Louis Garrel _ Cena de "La Belle Personne" de Christophe Honoré





"o poeta escreve sobre oceanos que não conhece" _ disse Neruda. Chico escreveu Budapeste sem conhecer Budapeste. Ouvi um dia desses Adriana Lisboa dizer que foi a Hanói pelo desejo de conhecer, e que já havia escrito o livro. Escrevo uma história e uma personagem puxa o fio até Paris. E senti uma vontade enorme de recriar poeticamente um homem francês assim, tipo _ Louis Garrel _ não aquele de "Os sonhadores", aquele de "La belle personne", aquele homem apaixonado, angustiado, que se senta na escada diante do prédio da amada e fica à espera. Nem sabe que ela já deixou a cidade e atravessa o mar em uma barca, a espiar este distanciar de um lugar. Melhor que morrer é afastar-se da morte. E o amor é uma morte, lenta. É esta agonia que não cabe dentro da pequenez do ser. Quem tem juízo não vende a vida para ter alguém ao lado. Preferem eternizar algumas horas, estas que se transformam  território de moradia, casa aberta para sua visita. Viver duas ou três horas com quem se ama _ em plenitude _ e voltar ao banal é como manter o graal e saber que ele existe. E Louis Garrel é esta materialização do intocado. Paris, idem. A menina que criou vida em um texto meu. Reunir tudo isto vai demorar um pouco, vai me tirar do centro das coisas, deste mundo virtual onde não sei trafegar, eu confesso.
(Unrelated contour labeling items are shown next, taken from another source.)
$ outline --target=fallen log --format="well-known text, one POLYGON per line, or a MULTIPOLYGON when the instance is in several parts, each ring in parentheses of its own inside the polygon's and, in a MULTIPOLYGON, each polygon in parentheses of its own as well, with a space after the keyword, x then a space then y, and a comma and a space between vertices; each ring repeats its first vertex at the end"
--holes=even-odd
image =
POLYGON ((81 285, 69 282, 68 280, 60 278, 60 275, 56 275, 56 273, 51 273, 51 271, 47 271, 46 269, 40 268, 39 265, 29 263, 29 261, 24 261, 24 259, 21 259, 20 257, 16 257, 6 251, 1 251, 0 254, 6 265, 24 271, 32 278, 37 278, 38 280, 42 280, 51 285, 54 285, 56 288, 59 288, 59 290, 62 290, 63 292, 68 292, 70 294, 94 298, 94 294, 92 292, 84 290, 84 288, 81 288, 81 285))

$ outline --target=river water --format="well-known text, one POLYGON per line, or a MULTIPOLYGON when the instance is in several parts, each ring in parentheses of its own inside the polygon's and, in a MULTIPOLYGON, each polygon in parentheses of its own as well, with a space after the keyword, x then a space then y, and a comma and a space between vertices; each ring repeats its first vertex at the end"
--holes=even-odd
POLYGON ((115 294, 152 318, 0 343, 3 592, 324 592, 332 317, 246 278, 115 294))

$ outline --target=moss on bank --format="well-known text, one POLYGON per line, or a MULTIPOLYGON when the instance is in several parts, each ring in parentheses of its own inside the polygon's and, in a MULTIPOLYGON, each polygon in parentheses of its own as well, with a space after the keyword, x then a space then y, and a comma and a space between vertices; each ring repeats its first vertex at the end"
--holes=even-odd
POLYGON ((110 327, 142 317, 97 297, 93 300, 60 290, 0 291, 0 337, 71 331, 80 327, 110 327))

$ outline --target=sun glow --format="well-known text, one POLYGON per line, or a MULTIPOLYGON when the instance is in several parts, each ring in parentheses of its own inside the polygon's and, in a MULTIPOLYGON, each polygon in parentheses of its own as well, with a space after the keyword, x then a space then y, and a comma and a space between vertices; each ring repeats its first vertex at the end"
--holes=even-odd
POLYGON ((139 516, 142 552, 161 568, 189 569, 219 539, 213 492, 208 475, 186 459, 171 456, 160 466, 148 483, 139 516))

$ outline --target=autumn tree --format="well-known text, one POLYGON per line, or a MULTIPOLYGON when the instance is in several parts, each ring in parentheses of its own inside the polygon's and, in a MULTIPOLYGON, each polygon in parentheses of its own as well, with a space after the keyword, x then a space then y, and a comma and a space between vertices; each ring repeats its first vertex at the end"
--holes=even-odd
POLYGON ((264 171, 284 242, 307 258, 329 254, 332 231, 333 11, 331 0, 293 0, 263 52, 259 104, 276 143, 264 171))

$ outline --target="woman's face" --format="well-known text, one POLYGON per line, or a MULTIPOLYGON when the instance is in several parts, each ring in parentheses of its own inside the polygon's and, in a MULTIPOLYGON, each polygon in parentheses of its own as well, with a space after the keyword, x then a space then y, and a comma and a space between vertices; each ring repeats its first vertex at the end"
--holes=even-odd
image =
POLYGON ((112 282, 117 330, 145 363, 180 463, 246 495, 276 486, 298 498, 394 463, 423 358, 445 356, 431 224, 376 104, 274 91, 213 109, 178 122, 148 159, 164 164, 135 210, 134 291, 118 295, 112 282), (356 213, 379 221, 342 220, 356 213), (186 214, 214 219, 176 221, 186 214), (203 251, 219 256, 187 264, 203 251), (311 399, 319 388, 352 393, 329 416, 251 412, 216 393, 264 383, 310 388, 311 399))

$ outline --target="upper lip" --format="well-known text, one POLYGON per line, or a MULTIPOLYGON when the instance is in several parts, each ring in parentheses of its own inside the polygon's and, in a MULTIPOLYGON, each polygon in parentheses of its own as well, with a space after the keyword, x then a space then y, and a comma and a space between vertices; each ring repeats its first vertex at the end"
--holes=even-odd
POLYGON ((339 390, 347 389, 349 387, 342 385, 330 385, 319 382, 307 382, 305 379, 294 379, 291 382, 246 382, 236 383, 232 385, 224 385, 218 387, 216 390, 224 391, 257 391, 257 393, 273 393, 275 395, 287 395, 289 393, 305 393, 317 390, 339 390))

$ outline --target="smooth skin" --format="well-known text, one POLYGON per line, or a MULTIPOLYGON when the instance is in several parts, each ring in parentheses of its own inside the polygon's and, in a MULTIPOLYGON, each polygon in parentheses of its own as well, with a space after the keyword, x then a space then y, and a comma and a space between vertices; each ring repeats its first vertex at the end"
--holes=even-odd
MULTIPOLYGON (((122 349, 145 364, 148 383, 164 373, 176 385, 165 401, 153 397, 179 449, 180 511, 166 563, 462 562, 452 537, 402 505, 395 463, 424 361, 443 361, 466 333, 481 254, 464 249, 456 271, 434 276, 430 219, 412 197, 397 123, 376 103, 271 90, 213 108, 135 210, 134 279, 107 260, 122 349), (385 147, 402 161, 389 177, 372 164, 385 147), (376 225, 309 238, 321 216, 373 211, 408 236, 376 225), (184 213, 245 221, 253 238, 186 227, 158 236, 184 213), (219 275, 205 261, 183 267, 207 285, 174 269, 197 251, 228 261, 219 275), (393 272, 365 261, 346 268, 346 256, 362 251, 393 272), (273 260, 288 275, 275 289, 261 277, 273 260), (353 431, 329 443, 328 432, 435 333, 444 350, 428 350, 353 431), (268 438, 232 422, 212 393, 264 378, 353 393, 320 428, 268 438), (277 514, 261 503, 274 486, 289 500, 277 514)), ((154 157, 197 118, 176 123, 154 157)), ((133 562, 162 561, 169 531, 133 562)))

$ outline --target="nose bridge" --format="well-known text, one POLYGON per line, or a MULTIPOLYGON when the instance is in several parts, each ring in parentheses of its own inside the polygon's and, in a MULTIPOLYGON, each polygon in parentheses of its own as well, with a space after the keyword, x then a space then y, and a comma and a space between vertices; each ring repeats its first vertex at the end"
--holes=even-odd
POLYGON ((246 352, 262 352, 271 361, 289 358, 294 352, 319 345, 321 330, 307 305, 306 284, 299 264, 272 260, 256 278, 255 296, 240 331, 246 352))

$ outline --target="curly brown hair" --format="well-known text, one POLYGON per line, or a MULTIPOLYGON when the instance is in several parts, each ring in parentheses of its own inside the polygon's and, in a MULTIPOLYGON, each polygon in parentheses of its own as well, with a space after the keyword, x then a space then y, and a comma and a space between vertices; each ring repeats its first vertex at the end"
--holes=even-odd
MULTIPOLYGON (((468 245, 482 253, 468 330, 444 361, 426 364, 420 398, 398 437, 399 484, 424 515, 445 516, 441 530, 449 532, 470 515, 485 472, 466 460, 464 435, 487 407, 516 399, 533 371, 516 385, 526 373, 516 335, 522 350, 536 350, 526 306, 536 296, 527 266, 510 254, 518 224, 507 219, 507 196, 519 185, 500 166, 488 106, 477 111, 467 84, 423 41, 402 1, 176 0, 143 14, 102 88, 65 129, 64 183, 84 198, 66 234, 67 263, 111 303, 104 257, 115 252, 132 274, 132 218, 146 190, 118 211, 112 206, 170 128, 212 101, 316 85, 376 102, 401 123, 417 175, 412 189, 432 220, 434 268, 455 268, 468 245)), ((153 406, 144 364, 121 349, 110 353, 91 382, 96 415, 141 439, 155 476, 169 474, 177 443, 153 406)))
Quem dera fazer as malas, desembarcar em París, sentar-me naqueles cafés e ter esta mordomia que muitos tem, de deslocar-se fisicamente para o locais sobre os quais querem escrever. Eu não sei se isto traria um adendo. Chico e Adriana e suas falas chegam como uma brisa acolhedora para comprovar que posso criar um homem francês. Com carisma e paixão, qual o professor do filme _ la belle personne _ apaixonado por uma bela mulher que ele vai seguir pelas ruas, pelos corredores do colégio, pelos cafés, nadando na neblina de uma cidade fria, abduzido por ela, por ela que é daquele time de mulheres que saem de cena antes que esfume o encanto, estas que nunca ficam para recolher os estilhaço da beleza. As que deixam a beleza intacta. La belle personne.